I’ve been participating in Harold Jarche‘s Personal Knowledge Management workshop these last two weeks. When I described the program to colleagues, several were surprised that I, as a professional working inside my organization, would join this external workshop. More importantly, they questioned why I would need to manage my own knowledge in the first place. Here’s my response in my “ten things” format:

  1. At its core, personal knowledge management (PKM) is a process of finding and making sense of information, but also for sharing new thoughts and observations;
  2. Our relationship with information has fundamentally changed and continues to change through online networks;
  3. Online social learning networks are thriving and offer nearly instant access to expertise and information well beyond my workplace;
  4. Online communities of practice connect the social learning networks to my workplace, where I am then able to apply new practices;
  5. To effectively leverage online communities of practice, it was important for me to learn to “think out loud” and become a contributing node in the network;
  6. I have access to a wide variety of tools to accomplish this, but tools come and may go away; therefore
  7. I maintain a blog to share my “out loud” thoughts, and this represents my most versatile and relatively permanent presence on the network;
  8. I believe the tenets of PKM are especially critical for workplace professionals and will become increasingly important as more engage;
  9. At the end of the day, we are individually responsible for our own professional development, not our employer;
  10. After all, the only knowledge we can truly manage is our own.

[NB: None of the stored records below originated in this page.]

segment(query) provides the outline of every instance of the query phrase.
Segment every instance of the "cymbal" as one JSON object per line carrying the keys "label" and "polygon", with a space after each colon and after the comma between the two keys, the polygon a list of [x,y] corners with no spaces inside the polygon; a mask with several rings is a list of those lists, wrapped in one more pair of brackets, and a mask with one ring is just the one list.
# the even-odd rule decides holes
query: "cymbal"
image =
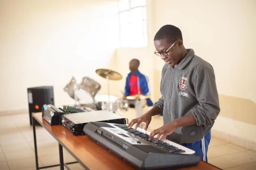
{"label": "cymbal", "polygon": [[126,99],[128,100],[137,100],[139,99],[147,99],[150,98],[150,96],[137,94],[135,96],[128,96]]}
{"label": "cymbal", "polygon": [[104,68],[96,70],[96,73],[102,77],[107,78],[108,77],[110,80],[119,80],[122,79],[122,76],[116,71]]}

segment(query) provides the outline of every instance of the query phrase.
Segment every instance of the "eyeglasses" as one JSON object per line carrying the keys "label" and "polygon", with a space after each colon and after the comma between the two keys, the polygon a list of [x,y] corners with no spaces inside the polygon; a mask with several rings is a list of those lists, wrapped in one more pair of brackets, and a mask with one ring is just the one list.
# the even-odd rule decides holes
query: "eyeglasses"
{"label": "eyeglasses", "polygon": [[165,56],[169,55],[169,54],[168,54],[168,53],[167,53],[168,52],[168,51],[169,51],[169,50],[170,50],[170,49],[171,49],[171,48],[175,44],[175,43],[177,41],[178,41],[178,40],[175,41],[173,44],[172,44],[172,45],[170,47],[170,48],[168,48],[168,49],[166,51],[163,52],[156,52],[157,51],[156,50],[156,51],[154,52],[154,53],[157,56],[161,56],[161,55],[163,55]]}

You can develop your own PKM plan and activities without participating in Harold’s workshop, but why would you? It uses a versatile format that encourages participation, is effective, and promotes exploring PKM ideas with others. It’s also a venue for serendipitous discoveries, stimulates critical thinking, and (certainly not least) offers a direct connection to a knowledgeable facilitator who is a selfless sharer of good content. I encourage all my workforce colleagues to check out Harold’s Personal Knowledge Management.